Is he bullying? Yes, but that is simply a deep and flawed aspect of Henry Higgins’ own weak character; throughout the play he is irritable, selfish, condescending or bullying to everyone at some point, including his friend Colonel Pickering. Eliza more than holds her own against Higgins’ outsized personality, ultimately transcending him and what he can teach her, while managing to confound and humble him, ultimately expanding his understanding. “Eliza, where are my slippers,” is not a dominant man asking for her subservience; it is a weak man saying “I cannot do without you” in the only face-saving way he can manage.
Eliza, whose character is strong but also compassionate, permits the face-saving, because that is how love travels; it leads with mercy over dominance.
The world is a brutal place, and increasingly — particularly when it comes to social arguments — we seem to prefer to utterly destroy others rather than allowing them to retain a bit of their own dignity.

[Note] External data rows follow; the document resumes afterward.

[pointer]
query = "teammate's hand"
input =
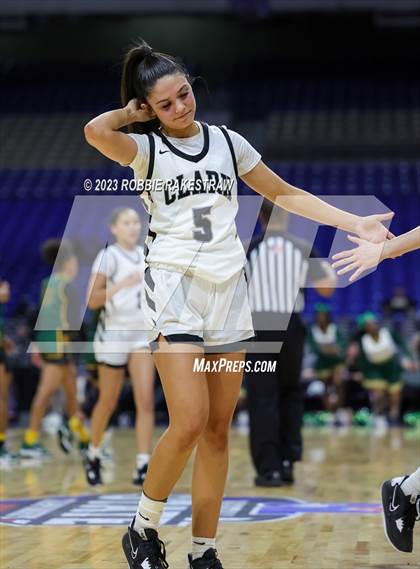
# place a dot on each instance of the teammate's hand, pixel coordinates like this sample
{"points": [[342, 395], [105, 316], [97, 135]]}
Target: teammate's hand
{"points": [[370, 227], [4, 291], [365, 256], [139, 112], [132, 280]]}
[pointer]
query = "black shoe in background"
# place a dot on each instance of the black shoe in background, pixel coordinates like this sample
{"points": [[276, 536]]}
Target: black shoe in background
{"points": [[286, 471], [208, 561], [269, 479], [144, 549], [93, 471], [400, 513]]}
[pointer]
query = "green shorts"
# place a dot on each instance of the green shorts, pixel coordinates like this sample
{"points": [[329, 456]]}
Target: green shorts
{"points": [[326, 366], [385, 376]]}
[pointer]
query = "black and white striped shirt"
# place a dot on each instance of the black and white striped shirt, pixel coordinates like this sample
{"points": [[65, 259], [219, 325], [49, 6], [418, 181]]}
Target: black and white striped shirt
{"points": [[277, 270]]}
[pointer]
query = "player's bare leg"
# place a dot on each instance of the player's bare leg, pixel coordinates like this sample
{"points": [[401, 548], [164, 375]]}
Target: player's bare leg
{"points": [[110, 385], [51, 380], [187, 398], [212, 456], [142, 373]]}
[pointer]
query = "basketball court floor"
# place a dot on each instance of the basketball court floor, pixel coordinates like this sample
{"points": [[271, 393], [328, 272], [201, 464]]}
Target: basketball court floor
{"points": [[329, 519]]}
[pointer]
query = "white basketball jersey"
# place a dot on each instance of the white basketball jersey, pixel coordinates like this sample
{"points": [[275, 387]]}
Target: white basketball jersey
{"points": [[192, 202], [123, 310]]}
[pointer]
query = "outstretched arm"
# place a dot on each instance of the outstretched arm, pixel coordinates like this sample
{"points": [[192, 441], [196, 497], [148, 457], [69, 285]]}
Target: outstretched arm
{"points": [[368, 255], [268, 184]]}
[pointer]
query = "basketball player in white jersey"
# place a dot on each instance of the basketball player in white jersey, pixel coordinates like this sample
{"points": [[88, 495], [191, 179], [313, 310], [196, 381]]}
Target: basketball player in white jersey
{"points": [[195, 288], [120, 341], [400, 495]]}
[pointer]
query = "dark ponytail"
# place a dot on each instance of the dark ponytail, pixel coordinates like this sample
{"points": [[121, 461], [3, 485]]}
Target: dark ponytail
{"points": [[142, 68]]}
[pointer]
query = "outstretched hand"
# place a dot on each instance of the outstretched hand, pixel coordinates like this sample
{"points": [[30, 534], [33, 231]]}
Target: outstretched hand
{"points": [[366, 255]]}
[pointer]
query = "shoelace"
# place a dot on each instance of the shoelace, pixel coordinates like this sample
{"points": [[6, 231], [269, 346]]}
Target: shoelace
{"points": [[213, 563], [413, 514], [155, 549]]}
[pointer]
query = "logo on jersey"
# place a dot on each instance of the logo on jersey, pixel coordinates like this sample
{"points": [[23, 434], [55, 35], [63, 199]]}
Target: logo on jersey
{"points": [[118, 509]]}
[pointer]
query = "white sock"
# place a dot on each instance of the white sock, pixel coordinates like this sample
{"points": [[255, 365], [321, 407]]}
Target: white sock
{"points": [[411, 486], [149, 513], [93, 452], [142, 459], [200, 545]]}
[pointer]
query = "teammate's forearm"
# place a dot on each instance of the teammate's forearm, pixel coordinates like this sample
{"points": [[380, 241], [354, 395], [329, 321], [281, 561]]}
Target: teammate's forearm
{"points": [[402, 244]]}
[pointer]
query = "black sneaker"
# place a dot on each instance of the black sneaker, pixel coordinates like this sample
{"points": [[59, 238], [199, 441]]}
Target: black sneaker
{"points": [[400, 513], [65, 438], [144, 550], [208, 561], [286, 472], [93, 471], [139, 475], [269, 479]]}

We see it on social media all the time — the merciless goading of others and the need to lord it over someone who has embarrassed himself or herself until they are destroyed, which ultimately only exposes the character weakness of the destroyer.
Eliza does not possess such a weakness of character. She has already told Higgins off and refused to allow him to stake a claim over her triumph. She doesn’t have to return to him at all. She chooses to, but when she does, it’s not with a spiteful taunt, but with a wry invitation that says “I know who you are, and who I am, too.” The play ends with an ambiguity because every living, healthy relationship involves making a choice to stay and to love, every day, even when it’s a challenge.
One needn’t look at My Fair Lady as “very, very, sexist” or “find it hard” unless one really wants to. One could just as easily see it as a story of feminist triumph.
The piece also discusses a new musical production of Pretty Woman and a revival of Carousel and it might be a fun exercise to ponder how perspective can positively or negatively inform one’s perceptions on whether they are offensive or ultimately empowering. I think Scott Rudin is right-on when he says to the Times, “The job of a play or a musical is not to answer a question, it’s to ask a question.”
Our answers are greatly influenced by the horn through which we choose to hear it.